John Hough James was interested in nearly every aspect of business and commerce that he encountered. He read for law and began to practice soon after graduating from college. He also worked for his father's river shipping business in various capacities. In his lifetime he owned a bank, a newspaper and several farming properties. He was treasurer and president of the Mad River and Lake Erie Railroad, helping to build one of the earliest railroads in the country. He experimented with numerous other enterprises including mule breeding, silk production, real estate speculation, railroad and canal building, river shipping and more. Although he seems to have been very financially successful throughout his entire life, James was central to many failed business ventures in banking, canal building and railroading.

==Political life==
James was a friend of both Henry Clay and William Henry Harrison and met with Whig leaders in the General Assembly of Ohio and in the United States Congress in his work as a lawyer and politician. From early political conversations with William Henry Harrison, John Hough James was a staunch Whig and an outspoken campaigner for his party. He supported Harrison, Henry Clay and a host of other candidates as a matter of principle. He spoke publicly in criticism and in support of particular issues related to presidential and national politics and he served as an Ohio State Senator from 1835 to 1839. He remained a Whig long after there was no Whig party.

==Military service==

In 1828, James was appointed as quartermaster for a division of the local militia in Urbana, Ohio.

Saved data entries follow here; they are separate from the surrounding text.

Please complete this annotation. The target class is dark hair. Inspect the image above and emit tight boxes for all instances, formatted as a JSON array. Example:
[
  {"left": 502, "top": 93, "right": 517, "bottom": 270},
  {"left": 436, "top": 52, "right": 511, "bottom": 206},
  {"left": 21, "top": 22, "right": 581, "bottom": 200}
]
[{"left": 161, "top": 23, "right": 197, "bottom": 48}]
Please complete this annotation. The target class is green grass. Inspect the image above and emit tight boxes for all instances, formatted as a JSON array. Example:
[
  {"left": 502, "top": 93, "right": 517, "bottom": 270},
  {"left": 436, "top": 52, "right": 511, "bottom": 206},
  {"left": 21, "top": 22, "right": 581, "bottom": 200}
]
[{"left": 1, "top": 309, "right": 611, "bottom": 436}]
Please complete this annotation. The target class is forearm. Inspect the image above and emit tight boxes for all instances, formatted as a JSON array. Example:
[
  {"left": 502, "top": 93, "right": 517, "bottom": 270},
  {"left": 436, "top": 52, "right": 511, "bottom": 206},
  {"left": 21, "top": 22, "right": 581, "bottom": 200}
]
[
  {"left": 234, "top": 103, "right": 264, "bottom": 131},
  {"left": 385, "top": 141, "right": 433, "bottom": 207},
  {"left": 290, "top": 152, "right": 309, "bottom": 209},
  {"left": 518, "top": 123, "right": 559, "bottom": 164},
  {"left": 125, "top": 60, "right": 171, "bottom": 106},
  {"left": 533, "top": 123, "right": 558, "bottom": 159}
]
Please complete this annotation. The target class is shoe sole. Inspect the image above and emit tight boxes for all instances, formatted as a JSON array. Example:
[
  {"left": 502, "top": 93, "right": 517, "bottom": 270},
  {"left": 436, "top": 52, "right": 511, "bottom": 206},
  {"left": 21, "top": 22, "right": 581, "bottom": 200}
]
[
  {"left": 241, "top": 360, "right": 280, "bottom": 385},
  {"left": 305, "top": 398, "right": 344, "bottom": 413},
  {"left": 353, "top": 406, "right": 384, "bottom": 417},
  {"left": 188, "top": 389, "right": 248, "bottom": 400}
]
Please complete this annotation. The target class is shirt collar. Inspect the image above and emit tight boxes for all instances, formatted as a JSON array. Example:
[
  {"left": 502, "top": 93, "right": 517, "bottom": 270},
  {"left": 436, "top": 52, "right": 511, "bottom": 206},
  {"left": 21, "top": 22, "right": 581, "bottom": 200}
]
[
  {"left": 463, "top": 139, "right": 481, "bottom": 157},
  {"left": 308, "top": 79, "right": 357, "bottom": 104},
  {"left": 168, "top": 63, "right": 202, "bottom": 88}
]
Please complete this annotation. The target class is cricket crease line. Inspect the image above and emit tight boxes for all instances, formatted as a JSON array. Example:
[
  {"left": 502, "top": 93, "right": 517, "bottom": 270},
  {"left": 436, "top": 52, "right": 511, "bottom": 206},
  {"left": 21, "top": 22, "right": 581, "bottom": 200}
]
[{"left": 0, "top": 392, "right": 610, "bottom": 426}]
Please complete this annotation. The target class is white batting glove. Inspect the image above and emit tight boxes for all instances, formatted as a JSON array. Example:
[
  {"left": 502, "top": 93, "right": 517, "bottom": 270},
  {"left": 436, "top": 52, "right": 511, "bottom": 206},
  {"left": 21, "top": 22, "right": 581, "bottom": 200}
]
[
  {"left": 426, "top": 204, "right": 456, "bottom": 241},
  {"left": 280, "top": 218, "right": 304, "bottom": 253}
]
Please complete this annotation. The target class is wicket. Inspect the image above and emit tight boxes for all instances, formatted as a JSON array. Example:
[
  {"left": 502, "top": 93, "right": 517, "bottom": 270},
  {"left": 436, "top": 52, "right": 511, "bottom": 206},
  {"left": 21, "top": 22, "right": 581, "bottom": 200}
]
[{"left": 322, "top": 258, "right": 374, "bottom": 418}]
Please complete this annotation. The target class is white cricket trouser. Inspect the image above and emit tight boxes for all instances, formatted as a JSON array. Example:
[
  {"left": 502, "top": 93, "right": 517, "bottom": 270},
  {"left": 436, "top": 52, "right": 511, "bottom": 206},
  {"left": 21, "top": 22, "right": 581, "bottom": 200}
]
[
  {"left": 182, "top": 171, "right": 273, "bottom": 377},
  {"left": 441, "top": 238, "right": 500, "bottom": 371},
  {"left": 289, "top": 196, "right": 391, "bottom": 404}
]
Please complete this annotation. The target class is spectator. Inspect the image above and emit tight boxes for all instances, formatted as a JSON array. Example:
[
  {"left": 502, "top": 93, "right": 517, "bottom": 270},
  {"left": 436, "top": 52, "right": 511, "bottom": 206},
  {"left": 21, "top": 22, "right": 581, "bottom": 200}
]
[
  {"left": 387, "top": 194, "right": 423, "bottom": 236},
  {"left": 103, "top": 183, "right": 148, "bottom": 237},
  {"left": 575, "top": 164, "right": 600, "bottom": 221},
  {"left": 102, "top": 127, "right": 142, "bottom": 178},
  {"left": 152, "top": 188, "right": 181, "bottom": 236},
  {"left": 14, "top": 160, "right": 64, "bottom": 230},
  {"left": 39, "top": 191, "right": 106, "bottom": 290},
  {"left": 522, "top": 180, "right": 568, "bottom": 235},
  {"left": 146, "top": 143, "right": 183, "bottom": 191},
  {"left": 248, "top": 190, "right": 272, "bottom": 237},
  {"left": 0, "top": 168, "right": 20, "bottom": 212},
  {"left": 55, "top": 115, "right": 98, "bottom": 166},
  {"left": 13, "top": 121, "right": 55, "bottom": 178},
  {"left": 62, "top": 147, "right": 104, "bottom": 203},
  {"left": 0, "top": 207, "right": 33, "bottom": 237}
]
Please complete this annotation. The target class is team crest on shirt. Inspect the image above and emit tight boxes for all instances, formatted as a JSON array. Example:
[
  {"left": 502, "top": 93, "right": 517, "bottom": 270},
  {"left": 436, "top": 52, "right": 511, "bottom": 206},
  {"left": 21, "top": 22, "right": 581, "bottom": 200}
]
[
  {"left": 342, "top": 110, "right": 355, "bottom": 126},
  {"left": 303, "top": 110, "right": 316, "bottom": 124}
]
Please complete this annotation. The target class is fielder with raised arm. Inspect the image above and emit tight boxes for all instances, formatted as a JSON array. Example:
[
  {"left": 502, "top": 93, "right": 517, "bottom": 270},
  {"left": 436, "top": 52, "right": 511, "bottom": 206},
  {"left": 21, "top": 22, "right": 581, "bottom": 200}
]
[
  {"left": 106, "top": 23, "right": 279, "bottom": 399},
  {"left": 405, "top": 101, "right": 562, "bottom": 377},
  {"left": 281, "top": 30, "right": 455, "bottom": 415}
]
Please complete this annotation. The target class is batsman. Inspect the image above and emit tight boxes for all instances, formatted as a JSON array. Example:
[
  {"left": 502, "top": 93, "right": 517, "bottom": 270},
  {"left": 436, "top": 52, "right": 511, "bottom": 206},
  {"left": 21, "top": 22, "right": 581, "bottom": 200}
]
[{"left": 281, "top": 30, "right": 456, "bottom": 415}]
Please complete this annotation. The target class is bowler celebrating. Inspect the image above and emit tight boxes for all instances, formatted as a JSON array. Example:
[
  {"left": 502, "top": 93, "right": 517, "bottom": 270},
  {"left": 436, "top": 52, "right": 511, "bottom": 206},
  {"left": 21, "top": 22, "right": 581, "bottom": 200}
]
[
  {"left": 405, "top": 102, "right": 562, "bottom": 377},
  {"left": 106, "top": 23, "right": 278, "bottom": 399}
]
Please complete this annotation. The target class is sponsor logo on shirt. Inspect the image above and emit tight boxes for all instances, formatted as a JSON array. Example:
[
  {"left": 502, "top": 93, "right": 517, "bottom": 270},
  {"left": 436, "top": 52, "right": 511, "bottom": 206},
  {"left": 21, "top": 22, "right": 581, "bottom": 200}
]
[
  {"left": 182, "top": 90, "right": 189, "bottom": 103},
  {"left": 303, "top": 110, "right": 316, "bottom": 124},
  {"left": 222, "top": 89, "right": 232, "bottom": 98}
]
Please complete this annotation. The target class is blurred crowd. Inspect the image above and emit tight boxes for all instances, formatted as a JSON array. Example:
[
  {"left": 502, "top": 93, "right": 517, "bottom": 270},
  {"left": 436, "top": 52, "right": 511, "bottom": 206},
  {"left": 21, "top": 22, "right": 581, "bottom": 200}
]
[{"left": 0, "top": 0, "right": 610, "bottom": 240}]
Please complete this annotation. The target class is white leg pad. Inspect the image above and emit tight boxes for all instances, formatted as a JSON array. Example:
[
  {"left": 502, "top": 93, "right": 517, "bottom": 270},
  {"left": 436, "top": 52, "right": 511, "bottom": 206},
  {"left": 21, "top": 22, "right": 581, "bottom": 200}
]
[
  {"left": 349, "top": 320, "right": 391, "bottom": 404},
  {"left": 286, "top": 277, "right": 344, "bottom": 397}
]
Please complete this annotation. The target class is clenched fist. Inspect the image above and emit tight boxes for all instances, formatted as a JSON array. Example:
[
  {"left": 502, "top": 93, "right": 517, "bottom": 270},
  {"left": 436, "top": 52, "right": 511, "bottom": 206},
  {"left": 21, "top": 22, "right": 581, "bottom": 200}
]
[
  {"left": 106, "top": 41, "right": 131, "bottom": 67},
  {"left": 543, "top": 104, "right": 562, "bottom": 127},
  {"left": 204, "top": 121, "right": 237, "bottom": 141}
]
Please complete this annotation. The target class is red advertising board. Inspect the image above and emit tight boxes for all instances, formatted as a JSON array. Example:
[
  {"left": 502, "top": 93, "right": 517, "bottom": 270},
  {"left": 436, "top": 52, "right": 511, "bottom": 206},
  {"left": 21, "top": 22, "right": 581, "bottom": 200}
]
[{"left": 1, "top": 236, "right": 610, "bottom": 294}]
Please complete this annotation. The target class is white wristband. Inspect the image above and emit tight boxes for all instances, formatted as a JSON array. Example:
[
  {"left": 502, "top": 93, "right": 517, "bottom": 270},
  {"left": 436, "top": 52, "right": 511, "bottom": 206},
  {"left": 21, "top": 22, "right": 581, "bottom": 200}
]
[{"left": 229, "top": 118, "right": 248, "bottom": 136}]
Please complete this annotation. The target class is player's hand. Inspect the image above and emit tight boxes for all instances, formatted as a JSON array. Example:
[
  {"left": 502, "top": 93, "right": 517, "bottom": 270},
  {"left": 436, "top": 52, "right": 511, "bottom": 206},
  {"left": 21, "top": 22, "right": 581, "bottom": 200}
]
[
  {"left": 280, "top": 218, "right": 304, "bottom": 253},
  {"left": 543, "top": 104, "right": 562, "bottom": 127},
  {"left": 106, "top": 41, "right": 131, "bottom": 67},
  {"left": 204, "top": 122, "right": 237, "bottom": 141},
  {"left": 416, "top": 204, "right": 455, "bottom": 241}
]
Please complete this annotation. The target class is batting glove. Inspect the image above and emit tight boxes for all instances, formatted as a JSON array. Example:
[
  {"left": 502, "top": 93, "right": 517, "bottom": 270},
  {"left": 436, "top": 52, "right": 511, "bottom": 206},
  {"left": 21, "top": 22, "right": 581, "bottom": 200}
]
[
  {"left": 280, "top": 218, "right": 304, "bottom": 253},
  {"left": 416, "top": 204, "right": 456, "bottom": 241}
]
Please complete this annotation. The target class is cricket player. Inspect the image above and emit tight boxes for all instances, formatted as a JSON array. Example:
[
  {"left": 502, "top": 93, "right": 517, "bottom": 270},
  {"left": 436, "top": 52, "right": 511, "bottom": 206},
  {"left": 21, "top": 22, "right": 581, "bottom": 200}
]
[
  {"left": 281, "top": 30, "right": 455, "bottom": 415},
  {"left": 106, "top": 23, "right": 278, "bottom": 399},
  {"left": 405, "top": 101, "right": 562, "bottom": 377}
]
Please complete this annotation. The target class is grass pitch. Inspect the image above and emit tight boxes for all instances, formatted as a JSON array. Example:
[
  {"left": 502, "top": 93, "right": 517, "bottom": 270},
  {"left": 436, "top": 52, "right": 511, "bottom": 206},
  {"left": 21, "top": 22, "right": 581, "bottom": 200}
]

He was made Lieutenant-Colonel in 1829 and retained the rank of Colonel until he died. Although he did not serve actively in the Civil War, he helped manage the formation and disposition of units from Ohio and, like many others, he helped provide material support for the Union. John's son, John Henry James, graduated from the Kentucky Military Institute and served in the Twenty-sixth Ohio Volunteer Regiment. He fought in several important actions and recorded his experience of the Battle of Murfreesboro in a brief diary.